The comments follow a warning from the Australian office of grain trader Nidera that the “reputation of the Australian exporter is being jeopardised by the lack of accountability of global container freight providers”.

It backed the idea that shipping lines had “prioritised the higher paying pulse cargos to the detriment of traditional milling wheat shipments into South East Asia.

“To add insult to injury the shipping lines have substantially increased their second quarter freight rates and imposed ‘peak season’ surcharges” even on delayed container cargos.

“So product that was originally intended to be shipped in February, but now not going out until April in many cases, is incurring an additional freight cost.”

Combined with charges from importers for late delivery of wheat, “all of these penalties far outweigh the original margin the exporter hoped to achieve when they originally negotiated the business”, said Peter McMeekin, Nidera Australia origination manager.

Wrong size

The container shortfall has been exacerbated by other factors, including last year’s collapse of South Korea-based Hanjin Shipping, one of the world’s top container shippers, carrying more than 100m tonnes a year.

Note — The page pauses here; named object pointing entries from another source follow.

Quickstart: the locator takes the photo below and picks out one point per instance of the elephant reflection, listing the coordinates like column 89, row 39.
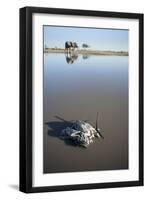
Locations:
column 71, row 57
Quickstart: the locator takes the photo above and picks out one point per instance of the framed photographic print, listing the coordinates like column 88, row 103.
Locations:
column 81, row 99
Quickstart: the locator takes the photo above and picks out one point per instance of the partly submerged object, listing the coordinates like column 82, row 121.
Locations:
column 81, row 133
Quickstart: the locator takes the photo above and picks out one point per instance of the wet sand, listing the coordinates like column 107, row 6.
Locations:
column 78, row 91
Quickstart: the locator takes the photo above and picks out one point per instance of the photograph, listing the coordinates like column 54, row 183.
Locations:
column 85, row 99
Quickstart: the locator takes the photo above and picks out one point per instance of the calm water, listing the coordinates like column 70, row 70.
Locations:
column 77, row 91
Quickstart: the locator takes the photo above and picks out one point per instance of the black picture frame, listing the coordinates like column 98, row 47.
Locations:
column 26, row 96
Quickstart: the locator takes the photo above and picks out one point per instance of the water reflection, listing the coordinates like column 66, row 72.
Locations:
column 71, row 57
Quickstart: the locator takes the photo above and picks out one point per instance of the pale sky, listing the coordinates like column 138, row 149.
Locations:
column 100, row 39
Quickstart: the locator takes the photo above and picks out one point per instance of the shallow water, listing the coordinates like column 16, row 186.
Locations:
column 78, row 91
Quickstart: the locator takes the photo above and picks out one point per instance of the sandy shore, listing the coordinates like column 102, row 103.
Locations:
column 89, row 52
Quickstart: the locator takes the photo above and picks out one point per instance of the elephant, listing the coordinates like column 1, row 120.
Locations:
column 70, row 46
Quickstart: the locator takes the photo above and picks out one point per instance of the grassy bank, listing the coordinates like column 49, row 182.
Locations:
column 88, row 52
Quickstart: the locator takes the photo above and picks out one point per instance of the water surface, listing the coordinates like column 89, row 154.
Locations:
column 79, row 90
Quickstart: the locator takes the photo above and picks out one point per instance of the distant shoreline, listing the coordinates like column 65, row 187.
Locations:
column 88, row 52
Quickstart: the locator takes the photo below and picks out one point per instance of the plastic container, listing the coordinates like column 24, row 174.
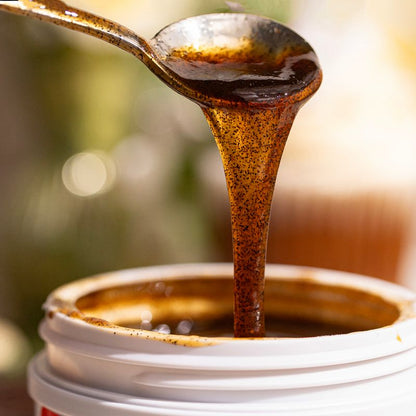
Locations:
column 94, row 366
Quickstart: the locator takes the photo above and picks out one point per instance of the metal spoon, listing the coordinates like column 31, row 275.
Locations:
column 222, row 31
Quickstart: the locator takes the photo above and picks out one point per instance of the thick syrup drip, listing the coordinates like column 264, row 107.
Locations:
column 250, row 98
column 250, row 94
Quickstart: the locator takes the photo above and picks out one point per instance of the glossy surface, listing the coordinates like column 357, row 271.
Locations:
column 250, row 75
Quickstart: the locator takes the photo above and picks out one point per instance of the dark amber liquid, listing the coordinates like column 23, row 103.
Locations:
column 250, row 95
column 250, row 98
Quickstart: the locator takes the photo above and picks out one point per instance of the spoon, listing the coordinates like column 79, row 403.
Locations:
column 219, row 32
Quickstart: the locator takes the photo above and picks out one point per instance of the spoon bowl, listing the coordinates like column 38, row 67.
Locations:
column 236, row 57
column 207, row 58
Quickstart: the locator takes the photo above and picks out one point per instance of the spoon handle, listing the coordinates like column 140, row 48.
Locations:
column 57, row 12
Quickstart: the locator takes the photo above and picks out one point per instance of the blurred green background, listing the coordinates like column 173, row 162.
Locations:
column 102, row 167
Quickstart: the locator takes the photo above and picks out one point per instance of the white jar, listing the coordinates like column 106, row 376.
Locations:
column 93, row 367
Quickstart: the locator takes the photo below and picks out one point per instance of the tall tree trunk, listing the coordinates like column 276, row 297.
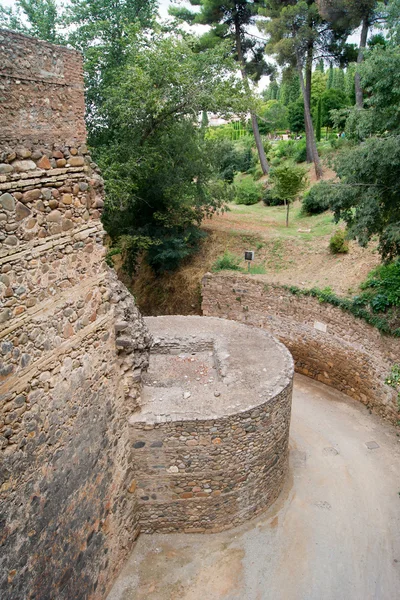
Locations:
column 360, row 58
column 308, row 94
column 308, row 122
column 256, row 132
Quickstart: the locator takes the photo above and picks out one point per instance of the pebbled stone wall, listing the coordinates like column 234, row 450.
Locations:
column 210, row 443
column 68, row 514
column 327, row 344
column 41, row 89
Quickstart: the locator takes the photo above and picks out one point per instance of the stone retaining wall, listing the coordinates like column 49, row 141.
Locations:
column 327, row 344
column 214, row 460
column 210, row 475
column 41, row 91
column 68, row 516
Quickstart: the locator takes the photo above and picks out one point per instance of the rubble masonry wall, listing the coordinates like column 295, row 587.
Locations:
column 68, row 513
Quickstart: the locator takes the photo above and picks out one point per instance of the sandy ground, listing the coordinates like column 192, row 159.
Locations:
column 334, row 533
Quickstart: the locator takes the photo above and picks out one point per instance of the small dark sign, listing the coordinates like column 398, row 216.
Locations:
column 249, row 255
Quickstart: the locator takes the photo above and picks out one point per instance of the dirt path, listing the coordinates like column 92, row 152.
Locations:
column 298, row 255
column 332, row 535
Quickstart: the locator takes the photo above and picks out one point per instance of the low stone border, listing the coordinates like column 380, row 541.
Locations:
column 327, row 344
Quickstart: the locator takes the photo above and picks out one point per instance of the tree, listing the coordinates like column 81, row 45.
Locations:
column 296, row 32
column 296, row 116
column 271, row 92
column 318, row 87
column 272, row 117
column 332, row 100
column 229, row 21
column 101, row 30
column 329, row 83
column 289, row 180
column 39, row 18
column 319, row 120
column 380, row 77
column 157, row 163
column 349, row 82
column 338, row 80
column 354, row 13
column 290, row 86
column 368, row 195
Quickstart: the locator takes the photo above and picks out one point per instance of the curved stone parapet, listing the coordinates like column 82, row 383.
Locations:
column 210, row 441
column 326, row 343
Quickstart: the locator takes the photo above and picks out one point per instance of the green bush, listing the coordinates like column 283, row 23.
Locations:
column 338, row 244
column 316, row 200
column 271, row 198
column 231, row 157
column 285, row 149
column 227, row 261
column 383, row 284
column 247, row 191
column 300, row 152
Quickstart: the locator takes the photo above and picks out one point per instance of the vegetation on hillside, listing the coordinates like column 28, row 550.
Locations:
column 152, row 87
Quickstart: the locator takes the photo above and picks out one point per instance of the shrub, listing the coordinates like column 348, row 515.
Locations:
column 338, row 244
column 300, row 152
column 231, row 157
column 285, row 149
column 271, row 198
column 247, row 191
column 289, row 180
column 316, row 200
column 227, row 261
column 384, row 285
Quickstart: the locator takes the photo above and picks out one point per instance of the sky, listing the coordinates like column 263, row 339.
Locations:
column 163, row 11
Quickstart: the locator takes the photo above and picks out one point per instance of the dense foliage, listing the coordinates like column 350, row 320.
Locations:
column 368, row 195
column 316, row 200
column 246, row 190
column 158, row 166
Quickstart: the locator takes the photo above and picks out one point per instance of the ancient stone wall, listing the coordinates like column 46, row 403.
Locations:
column 72, row 344
column 41, row 91
column 211, row 441
column 327, row 344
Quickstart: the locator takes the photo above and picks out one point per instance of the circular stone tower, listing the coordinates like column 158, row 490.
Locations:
column 210, row 440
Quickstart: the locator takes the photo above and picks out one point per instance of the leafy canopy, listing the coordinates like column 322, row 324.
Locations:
column 39, row 18
column 368, row 195
column 158, row 166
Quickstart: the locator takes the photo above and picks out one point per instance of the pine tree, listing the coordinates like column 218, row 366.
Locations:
column 319, row 120
column 229, row 21
column 329, row 84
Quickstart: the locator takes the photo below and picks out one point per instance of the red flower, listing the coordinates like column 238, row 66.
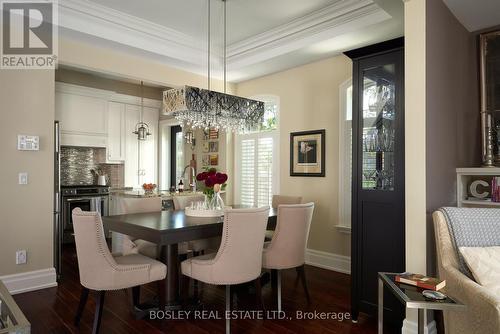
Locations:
column 202, row 176
column 221, row 178
column 210, row 181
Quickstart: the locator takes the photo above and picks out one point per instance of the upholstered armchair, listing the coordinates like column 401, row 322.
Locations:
column 483, row 307
column 239, row 258
column 288, row 246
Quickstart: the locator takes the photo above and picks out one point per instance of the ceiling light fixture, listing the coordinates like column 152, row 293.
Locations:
column 204, row 108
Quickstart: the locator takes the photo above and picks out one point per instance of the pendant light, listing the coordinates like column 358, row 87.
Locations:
column 141, row 128
column 204, row 108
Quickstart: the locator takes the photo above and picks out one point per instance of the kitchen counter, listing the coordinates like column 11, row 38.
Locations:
column 124, row 192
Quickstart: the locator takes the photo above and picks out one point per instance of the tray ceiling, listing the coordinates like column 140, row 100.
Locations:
column 263, row 36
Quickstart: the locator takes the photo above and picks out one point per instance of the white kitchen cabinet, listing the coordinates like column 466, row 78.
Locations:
column 141, row 156
column 82, row 113
column 116, row 132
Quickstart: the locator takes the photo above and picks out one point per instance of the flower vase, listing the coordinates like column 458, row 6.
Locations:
column 217, row 203
column 207, row 204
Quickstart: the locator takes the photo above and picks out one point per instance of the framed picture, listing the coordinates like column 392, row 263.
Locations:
column 307, row 153
column 214, row 146
column 214, row 159
column 205, row 160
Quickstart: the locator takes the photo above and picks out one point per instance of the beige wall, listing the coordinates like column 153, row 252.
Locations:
column 309, row 100
column 95, row 81
column 27, row 107
column 90, row 57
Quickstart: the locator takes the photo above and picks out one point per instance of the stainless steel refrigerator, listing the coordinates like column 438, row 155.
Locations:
column 57, row 202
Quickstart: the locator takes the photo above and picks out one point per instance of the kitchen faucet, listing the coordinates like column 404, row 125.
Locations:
column 193, row 177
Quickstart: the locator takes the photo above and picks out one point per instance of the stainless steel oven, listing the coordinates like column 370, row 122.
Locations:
column 87, row 198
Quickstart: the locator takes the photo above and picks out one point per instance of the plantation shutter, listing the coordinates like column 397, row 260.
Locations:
column 265, row 171
column 257, row 161
column 247, row 171
column 256, row 169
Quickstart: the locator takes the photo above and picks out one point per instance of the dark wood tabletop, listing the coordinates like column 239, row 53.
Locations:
column 167, row 229
column 170, row 227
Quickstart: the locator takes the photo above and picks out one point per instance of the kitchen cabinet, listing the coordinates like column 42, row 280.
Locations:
column 141, row 156
column 82, row 115
column 116, row 132
column 378, row 187
column 98, row 118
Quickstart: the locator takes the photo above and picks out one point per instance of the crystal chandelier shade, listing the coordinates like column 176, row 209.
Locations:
column 201, row 108
column 205, row 108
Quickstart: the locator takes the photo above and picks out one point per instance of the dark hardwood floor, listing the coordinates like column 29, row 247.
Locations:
column 52, row 310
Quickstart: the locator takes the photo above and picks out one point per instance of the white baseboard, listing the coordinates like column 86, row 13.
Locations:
column 30, row 281
column 330, row 261
column 411, row 327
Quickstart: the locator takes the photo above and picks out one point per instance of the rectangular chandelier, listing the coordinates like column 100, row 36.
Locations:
column 202, row 108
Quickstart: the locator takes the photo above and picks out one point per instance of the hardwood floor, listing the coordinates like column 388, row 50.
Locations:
column 52, row 310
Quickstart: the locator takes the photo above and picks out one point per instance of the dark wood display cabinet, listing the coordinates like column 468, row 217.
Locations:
column 378, row 211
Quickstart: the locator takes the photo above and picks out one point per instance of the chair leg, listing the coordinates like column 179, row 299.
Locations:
column 228, row 309
column 274, row 279
column 258, row 293
column 136, row 296
column 301, row 271
column 278, row 278
column 81, row 306
column 98, row 311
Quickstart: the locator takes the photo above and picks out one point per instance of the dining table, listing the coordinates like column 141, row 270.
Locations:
column 167, row 229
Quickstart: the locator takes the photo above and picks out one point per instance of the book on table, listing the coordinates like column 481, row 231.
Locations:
column 421, row 281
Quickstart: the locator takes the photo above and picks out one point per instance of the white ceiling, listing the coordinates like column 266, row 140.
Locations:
column 245, row 18
column 264, row 36
column 475, row 14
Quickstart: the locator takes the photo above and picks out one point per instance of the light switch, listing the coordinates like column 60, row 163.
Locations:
column 23, row 178
column 28, row 143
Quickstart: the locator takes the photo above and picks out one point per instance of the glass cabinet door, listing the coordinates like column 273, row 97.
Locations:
column 378, row 127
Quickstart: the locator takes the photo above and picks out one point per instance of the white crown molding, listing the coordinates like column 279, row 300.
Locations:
column 30, row 281
column 336, row 19
column 342, row 16
column 104, row 22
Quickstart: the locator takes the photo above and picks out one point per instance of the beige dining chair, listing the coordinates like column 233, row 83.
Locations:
column 288, row 246
column 279, row 200
column 101, row 271
column 239, row 258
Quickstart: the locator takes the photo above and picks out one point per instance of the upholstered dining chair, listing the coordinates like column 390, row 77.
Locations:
column 101, row 271
column 288, row 246
column 239, row 258
column 279, row 200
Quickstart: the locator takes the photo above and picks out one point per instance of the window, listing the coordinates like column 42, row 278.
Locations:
column 345, row 158
column 177, row 155
column 257, row 159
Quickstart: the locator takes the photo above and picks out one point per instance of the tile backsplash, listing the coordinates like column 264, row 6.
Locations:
column 77, row 164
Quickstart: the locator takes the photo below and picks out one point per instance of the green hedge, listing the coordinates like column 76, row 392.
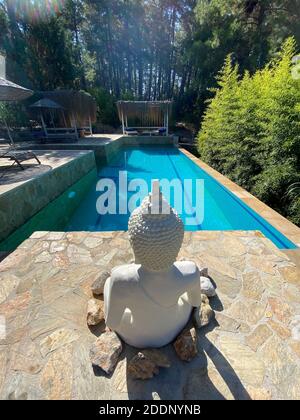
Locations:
column 251, row 130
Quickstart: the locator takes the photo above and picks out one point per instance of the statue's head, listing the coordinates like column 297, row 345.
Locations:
column 155, row 232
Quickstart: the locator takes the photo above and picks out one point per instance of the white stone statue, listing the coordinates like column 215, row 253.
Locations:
column 149, row 303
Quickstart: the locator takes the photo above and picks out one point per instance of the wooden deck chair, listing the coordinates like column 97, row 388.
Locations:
column 18, row 156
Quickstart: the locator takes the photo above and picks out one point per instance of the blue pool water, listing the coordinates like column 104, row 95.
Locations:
column 222, row 209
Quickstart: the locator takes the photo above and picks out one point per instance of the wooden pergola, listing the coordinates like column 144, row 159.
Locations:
column 144, row 115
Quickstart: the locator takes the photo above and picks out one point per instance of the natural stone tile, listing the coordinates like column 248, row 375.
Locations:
column 282, row 331
column 38, row 235
column 291, row 294
column 273, row 284
column 57, row 339
column 250, row 312
column 244, row 328
column 44, row 257
column 26, row 358
column 207, row 384
column 79, row 255
column 91, row 242
column 233, row 246
column 258, row 337
column 75, row 237
column 19, row 303
column 60, row 260
column 262, row 264
column 225, row 323
column 219, row 266
column 13, row 260
column 57, row 375
column 8, row 284
column 246, row 364
column 295, row 327
column 3, row 365
column 55, row 236
column 295, row 346
column 259, row 394
column 291, row 274
column 238, row 262
column 253, row 287
column 58, row 246
column 281, row 310
column 279, row 361
column 44, row 325
column 226, row 285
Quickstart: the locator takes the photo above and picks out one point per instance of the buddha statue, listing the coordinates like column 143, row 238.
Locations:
column 150, row 302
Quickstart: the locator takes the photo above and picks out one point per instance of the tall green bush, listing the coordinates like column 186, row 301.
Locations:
column 251, row 130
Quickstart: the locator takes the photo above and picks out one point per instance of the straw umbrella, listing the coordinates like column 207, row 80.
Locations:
column 47, row 104
column 10, row 92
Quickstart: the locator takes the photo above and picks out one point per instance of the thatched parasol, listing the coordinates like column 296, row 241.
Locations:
column 46, row 104
column 152, row 114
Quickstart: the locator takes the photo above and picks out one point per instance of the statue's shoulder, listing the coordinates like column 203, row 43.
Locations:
column 125, row 274
column 187, row 268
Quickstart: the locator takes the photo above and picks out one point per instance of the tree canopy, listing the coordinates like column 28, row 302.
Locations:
column 141, row 49
column 247, row 113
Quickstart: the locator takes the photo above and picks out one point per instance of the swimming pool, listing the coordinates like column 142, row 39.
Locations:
column 75, row 209
column 222, row 209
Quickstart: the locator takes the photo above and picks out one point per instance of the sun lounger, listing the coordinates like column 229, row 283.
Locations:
column 18, row 156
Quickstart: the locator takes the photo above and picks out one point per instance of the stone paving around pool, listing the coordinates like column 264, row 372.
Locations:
column 251, row 351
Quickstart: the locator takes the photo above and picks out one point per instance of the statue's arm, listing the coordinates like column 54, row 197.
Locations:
column 193, row 295
column 114, row 307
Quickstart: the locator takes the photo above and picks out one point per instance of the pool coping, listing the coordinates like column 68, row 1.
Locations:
column 279, row 222
column 25, row 199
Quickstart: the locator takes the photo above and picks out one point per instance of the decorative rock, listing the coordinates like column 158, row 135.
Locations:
column 258, row 337
column 98, row 285
column 283, row 332
column 186, row 345
column 226, row 323
column 141, row 367
column 155, row 396
column 157, row 357
column 57, row 339
column 95, row 313
column 106, row 351
column 253, row 287
column 207, row 287
column 204, row 314
column 281, row 310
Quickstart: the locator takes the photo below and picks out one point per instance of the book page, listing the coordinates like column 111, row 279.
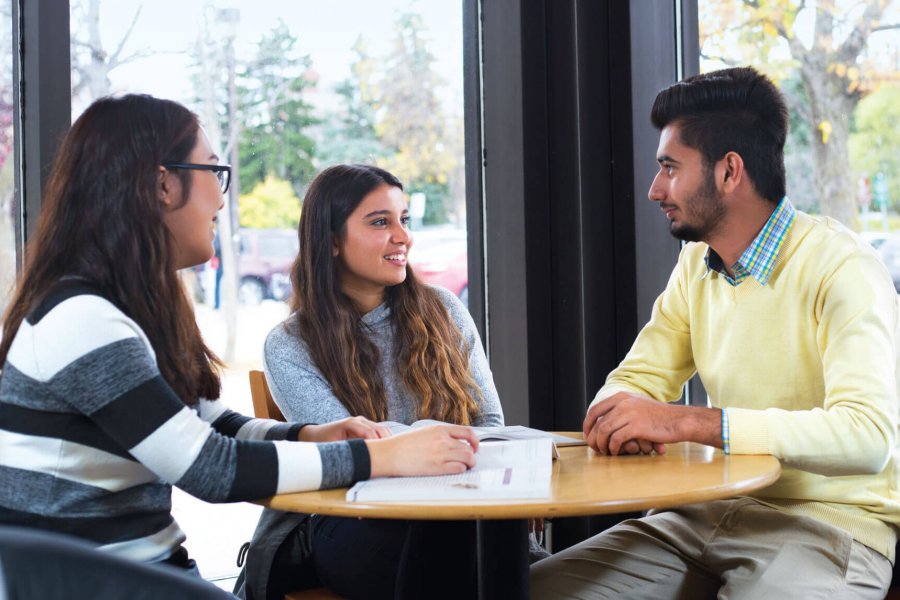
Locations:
column 513, row 469
column 509, row 432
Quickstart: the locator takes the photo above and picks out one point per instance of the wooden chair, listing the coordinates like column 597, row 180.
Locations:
column 264, row 407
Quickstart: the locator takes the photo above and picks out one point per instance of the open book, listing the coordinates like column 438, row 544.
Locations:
column 509, row 469
column 511, row 432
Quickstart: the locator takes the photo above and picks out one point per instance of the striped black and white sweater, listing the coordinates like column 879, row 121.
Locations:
column 92, row 438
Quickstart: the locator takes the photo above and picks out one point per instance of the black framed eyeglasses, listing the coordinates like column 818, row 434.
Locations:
column 223, row 172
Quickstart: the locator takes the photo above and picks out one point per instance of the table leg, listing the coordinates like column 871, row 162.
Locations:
column 503, row 560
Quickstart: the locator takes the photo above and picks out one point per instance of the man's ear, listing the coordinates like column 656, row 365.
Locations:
column 730, row 171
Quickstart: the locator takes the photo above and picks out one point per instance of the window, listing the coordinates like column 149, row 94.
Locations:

Furthermore, subsided pre-Christmas imports left Australia with fewer containers to re-export than has been typical.

And what containers there were are of the larger 40-foot length difficult for the Australian logistics chain to handle.

“Not many domestic packers can handle 40-foot containers, road weight restrictions means that they can only be half filled and a lot of destinations throughout Asia don’t have the infrastructure to manage the larger boxes,” Mr McMeekin said.